Surface marker and intracellular cytokine staining
After incubation, the cells were washed and stained for surface markers. Then, cells were either analyzed by FACS to determine cell surface antigen expression or suspended in Cytofix/Cytoperm solution (Pharmingen), stained for intracellular cytokines, and then analyzed by FACS.
FACS
Flow cytometry was performed using a FACScan flow cytometer and analyzed with Cell Quest software (Becton Dickinson). For each analysis, 104 monocytes were gated according to scatter characteristics designed to include only viable cells.
Assessment of hypodiploid DNA formation
Hypodiploid DNA formation (a reliable marker of apoptosis) was assessed by propidium iodide assay as previously described (13). In brief, PBMNCs (5 × 105) were incubated in RPMI-1640 alone for 72 h. At the end of the incubation period, the cells were resuspended in 1.5-ml propidium iodide solution containing 250-μg DNase-free RNase A. The propidium iodide fluorescence of individual nuclei was measured by FACS.
Statistics
The normality of variable distribution was assessed by the Kolmogorov-Smirnov goodness-of-fit test. Comparison between distribution of two variables for a single group was performed by either the Student paired t test or Mann-Whitney U test, as appropriate. All P values are two-tailed. P values <0.05 were considered significant. Statistical analyses were performed using SPSS version 10.0 (SPSS, Chicago, IL) statistical package.
RESULTS
Patients
The mean age was similar between patients with acute Charcot (6 male and 4 female subjects) and diabetic control patients with (5 male and 3 female subjects) or without (6 male and 2 female subjects) oteomyelitis (53 ± 2.8 vs. 59 ± 2.9 and 59 ± 7 years, P ≥ 0.05), as was the mean age between the former and healthy control participants (4 male subjects and 4 female subjects) (53 ± 2.8 vs. 47 ± 2.7 years, P > 0.05). The mean duration of diabetes in acute Charcot case subjects and diabetic control subjects with or without oseomyelitis was 31 ± 5.1, 27 ± 4.6, and 36 ± 2.9 years, respectively. All diabetic patients, both acute Charcot case subjects and control subjects, were on insulin therapy. The mean A1C was 7.4 ± 1% in acute Charcot case subjects and 7.1 ± 0.5% and 7.6 ± 2.2% in diabetic control subjects with or without osteomyelitis, respectively.

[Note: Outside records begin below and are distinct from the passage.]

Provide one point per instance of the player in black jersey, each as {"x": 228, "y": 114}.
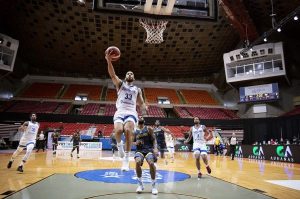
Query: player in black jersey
{"x": 159, "y": 132}
{"x": 146, "y": 148}
{"x": 113, "y": 143}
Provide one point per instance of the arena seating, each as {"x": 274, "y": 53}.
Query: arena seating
{"x": 295, "y": 111}
{"x": 154, "y": 111}
{"x": 111, "y": 95}
{"x": 182, "y": 112}
{"x": 91, "y": 109}
{"x": 42, "y": 90}
{"x": 198, "y": 97}
{"x": 33, "y": 106}
{"x": 151, "y": 95}
{"x": 70, "y": 128}
{"x": 110, "y": 109}
{"x": 93, "y": 91}
{"x": 63, "y": 108}
{"x": 211, "y": 113}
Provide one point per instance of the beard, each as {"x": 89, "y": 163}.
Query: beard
{"x": 141, "y": 122}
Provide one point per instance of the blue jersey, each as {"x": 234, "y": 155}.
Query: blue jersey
{"x": 160, "y": 137}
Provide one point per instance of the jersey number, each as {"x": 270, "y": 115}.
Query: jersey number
{"x": 128, "y": 96}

Increased proinflammatory and reduced anti-inflammatory cytokine production by monocytes from acute Charcot patients
Blood monocytes from case and control subjects were evaluated for spontaneous (Fig. 1A) and inducible (Fig. 1B) TNF-α, IL-1β, IL-6, IL-4, and IL-10 production. As shown by FACS analysis for intracellular cytokine production, monocytes from diabetic control and healthy control subjects did not spontaneously produce detectable amounts of TNF-α, IL-1β, IL-6, IL-4, and IL-10. As opposed, a limited but detectable production of TNF-α, IL-1β, and IL-6, but not IL-4 and IL-10, was observed in cells from patients with acute Charcot. When activated by LPS, monocytes from patients with acute Charcot produced significantly more TNF-α, IL-1β, and IL-6, but less IL-4 and IL-10, than monocytes from diabetic control and healthy control subjects. Interestingly, both spontaneous and inducible cytokine production by monocytes from acute Charcot case subjects significantly decreased after recovery from the acute phase.
Figure 1.
Spontaneous cytokine production by monocytes from acute Charcot case subjects and control subjects. Spontaneous (A) and inducible (monocytes stimulated for 18 h by 100 ng/ml LPS) (B) cytokine production was assessed by FACS, as intracellular accumulation on a single-cell basis. Appropriate controls with isotype-matched irrelevant mAbs were carried out and consistently showed <1% of positive cells. For each analysis, 104 monocytes were gated according to scatter characteristics designed to include only viable cells. Fluorescence data were expressed as percentage of positive cells after subtraction of background isotype-matched values. The data represent the means ± SD (error bars). *P < 0.05, with respect to control subjects. **P > 0.005, with respect to diabetic control and healthy subjects.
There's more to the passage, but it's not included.